Alles Läuft so wie es gerade ist Stabil. Es hält und wackelt nicht und läuft leicht. Aber ihr könnt mir doch nicht erzählen, dass das original so aussehen muss oder?

Wäre cool, wenn die mit GT Rahmen und integrierten Steuersatz mal schaun könnten.


----------



## cyclery.de (12. Januar 2008)

Also so soll es definitiv nicht aussehen! Irgendetwas hast du da falsch zusammengebaut. Hast du vielleicht die Lager vertauscht? Und bist du dir sicher, dass dir der Händer den richtigen Steuersatz gegeben hat?

Edit: Hast du unten überhaupt ein Lager eingebaut?!?


----------



## MTB-News.de




----------



## MrProd (12. Januar 2008)

Ja unten ist ein Lager drinnen. Scheint aber wie auf dem Foto zu erkennen, fast zu kurz zu sein. Hab den Rahmen halt zu weihnachten bekommen und der Steuersatz war da dabei. 

Muss ich wohl alles nochmal ausbauen. 

Hatte den Steuersatz vor Einbau halt zusammengebaut wie er passt und so eingebaut. Das Ergebnis sieht man ja  

Ist da normal ne Anleitung dabei, wie man das zusammenbaut, oder wie war das bei euch beim GT?


----------



## cyclery.de (12. Januar 2008)

So nun habe ich den Fehler gefunden! Du hast das falsche Teil als Gabelkonus verwendet. Es gibt zwar tatsächlich Steuersätze bei denen der Gabelkonus einen Schlitz hat um ihn besser montieren zu können, aber hier musst du ihn aufschlagen.

Habe mal die Reihenfolge fotografiert:





Die linken 3 Teile sind für die obere Lagerschale und die rechten 2 Teil für die untere Lagerschale bzw. den Gabelschaft.

Hoffe, dass dir das weiter hilft.

Gruß
Sebastian


----------



## MrProd (12. Januar 2008)

Wow, das is mal ne Antwort. Da hast du recht, dann hab ichs total falsch zusammengebaut. Vielen Dank, werde ich gleich mal ausprobieren.


----------



## Kint (16. Januar 2008)

jetzt is mir auch klar warum ein käufer mich neulich nach ner einbauanleitung für nen steuersatz gefragt hatte....
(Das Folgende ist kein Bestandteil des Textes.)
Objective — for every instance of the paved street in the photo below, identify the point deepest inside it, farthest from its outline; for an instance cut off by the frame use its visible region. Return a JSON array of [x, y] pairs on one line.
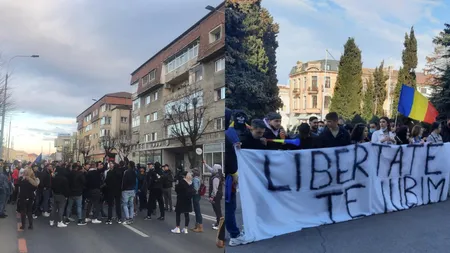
[[418, 230], [142, 236]]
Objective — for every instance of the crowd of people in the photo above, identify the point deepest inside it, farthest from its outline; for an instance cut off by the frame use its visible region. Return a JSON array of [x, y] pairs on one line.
[[333, 132], [62, 191]]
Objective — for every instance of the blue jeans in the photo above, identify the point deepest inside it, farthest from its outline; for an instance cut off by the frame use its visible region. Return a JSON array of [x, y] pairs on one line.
[[2, 201], [198, 213], [77, 201], [230, 216], [128, 204], [45, 200]]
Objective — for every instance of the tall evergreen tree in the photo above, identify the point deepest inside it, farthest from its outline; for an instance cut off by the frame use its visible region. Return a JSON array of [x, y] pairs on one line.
[[406, 74], [346, 100], [250, 58], [379, 79], [368, 101]]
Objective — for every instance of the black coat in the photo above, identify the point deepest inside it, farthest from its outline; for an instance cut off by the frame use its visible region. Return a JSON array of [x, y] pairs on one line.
[[185, 192]]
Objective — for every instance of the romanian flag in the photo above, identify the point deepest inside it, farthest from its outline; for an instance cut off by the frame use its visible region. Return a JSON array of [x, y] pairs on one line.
[[416, 106]]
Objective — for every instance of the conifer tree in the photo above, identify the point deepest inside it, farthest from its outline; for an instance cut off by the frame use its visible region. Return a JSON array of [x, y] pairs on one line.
[[346, 100]]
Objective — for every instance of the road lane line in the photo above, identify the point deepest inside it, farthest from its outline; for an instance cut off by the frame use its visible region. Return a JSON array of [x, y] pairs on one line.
[[23, 246], [135, 230]]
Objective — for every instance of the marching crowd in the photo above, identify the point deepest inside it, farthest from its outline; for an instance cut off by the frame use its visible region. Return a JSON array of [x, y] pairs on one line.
[[333, 132], [58, 190]]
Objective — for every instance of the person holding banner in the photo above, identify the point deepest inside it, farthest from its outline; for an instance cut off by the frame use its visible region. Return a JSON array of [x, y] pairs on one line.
[[384, 135]]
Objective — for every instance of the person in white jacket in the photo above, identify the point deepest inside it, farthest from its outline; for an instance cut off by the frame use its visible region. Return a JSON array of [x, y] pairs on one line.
[[384, 135]]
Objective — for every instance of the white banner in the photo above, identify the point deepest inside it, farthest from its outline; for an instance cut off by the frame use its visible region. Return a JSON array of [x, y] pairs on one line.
[[285, 191]]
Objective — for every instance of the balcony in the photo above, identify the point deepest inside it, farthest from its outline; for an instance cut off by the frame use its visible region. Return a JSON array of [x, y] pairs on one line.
[[313, 90]]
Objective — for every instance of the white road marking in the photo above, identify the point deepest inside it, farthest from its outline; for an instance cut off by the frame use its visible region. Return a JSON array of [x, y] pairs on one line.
[[135, 230]]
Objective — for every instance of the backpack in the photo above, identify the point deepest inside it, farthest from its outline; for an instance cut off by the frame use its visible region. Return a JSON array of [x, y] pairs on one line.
[[202, 189]]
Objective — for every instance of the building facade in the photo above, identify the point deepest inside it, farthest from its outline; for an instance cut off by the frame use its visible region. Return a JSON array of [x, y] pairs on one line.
[[311, 87], [109, 117], [191, 67]]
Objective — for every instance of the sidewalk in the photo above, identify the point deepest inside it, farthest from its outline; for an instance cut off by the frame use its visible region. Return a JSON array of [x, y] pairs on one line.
[[8, 232], [418, 230]]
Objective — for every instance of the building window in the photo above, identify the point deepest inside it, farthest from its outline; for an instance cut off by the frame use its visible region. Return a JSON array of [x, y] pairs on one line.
[[220, 64], [215, 34], [314, 82], [314, 101], [327, 102], [181, 58], [327, 82], [136, 104], [220, 94], [219, 124]]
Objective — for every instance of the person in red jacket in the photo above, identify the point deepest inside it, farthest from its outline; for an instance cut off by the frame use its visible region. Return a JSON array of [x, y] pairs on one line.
[[15, 176]]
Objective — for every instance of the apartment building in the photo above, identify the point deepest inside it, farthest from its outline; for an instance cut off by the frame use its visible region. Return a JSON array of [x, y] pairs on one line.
[[193, 62], [108, 117], [312, 85]]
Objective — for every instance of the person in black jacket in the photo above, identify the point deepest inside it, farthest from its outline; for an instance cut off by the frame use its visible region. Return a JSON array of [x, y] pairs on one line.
[[77, 182], [167, 187], [142, 189], [93, 192], [128, 193], [155, 186], [61, 190], [28, 185], [334, 135], [113, 182]]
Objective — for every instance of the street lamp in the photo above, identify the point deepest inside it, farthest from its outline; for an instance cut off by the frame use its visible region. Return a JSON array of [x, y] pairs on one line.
[[5, 96], [210, 8]]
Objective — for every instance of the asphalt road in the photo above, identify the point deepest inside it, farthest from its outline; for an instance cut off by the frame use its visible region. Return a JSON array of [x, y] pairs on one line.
[[142, 236], [418, 230]]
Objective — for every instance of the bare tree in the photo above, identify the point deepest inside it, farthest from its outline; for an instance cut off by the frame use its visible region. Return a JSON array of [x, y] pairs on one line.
[[185, 119], [84, 148], [109, 143], [123, 146]]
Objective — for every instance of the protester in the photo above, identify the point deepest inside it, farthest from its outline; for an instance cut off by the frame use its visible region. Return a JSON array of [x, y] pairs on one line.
[[334, 134], [435, 136], [314, 126], [185, 191], [384, 135], [155, 184], [359, 134], [61, 191], [128, 193], [196, 183], [167, 187], [416, 135], [5, 189], [28, 185]]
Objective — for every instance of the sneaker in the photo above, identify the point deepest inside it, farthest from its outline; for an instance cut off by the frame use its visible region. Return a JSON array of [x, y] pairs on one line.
[[96, 221], [238, 241], [176, 231], [81, 223], [61, 225]]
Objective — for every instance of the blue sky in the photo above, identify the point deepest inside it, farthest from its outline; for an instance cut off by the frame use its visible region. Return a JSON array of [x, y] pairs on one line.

hast den kompressionsring aufgeschlagen ?  

naja passiert.


----------



## olli (20. Februar 2008)

Wie ist das Zaskar so? Ist es das blaue hier von transalp24.de?
http://www.transalp24.de/start.htm?d_06001_GT_Zaskar_Team_Rahmen_Disc_Only_2007.htm

Da ich lange Zeit nach einem neuen Disc Only HT für 2008 gesucht habe, kein Vermögen ausgeben aber dennoch keinen 0815 Taiwan Rahmen kaufen wollte und fast alle Teile noch rumliegen habe, habe ich den Rahmen getsren erworben. 
Ist er wirklich so leicht, wie angegeben? Was wiegt er "in echt"?
Fährt er sich gut? 
Stimmt die Verarbeitung?
Welche gabellänge ist eingebaut?


----------



## gnss (20. Februar 2008)

Und die wichtigste Frage: Wieviel willst du in ein paar Wochen dafür haben?


----------



## olli (20. Februar 2008)

gnss schrieb:


> Und die wichtigste Frage: Wieviel willst du in ein paar Wochen dafür haben?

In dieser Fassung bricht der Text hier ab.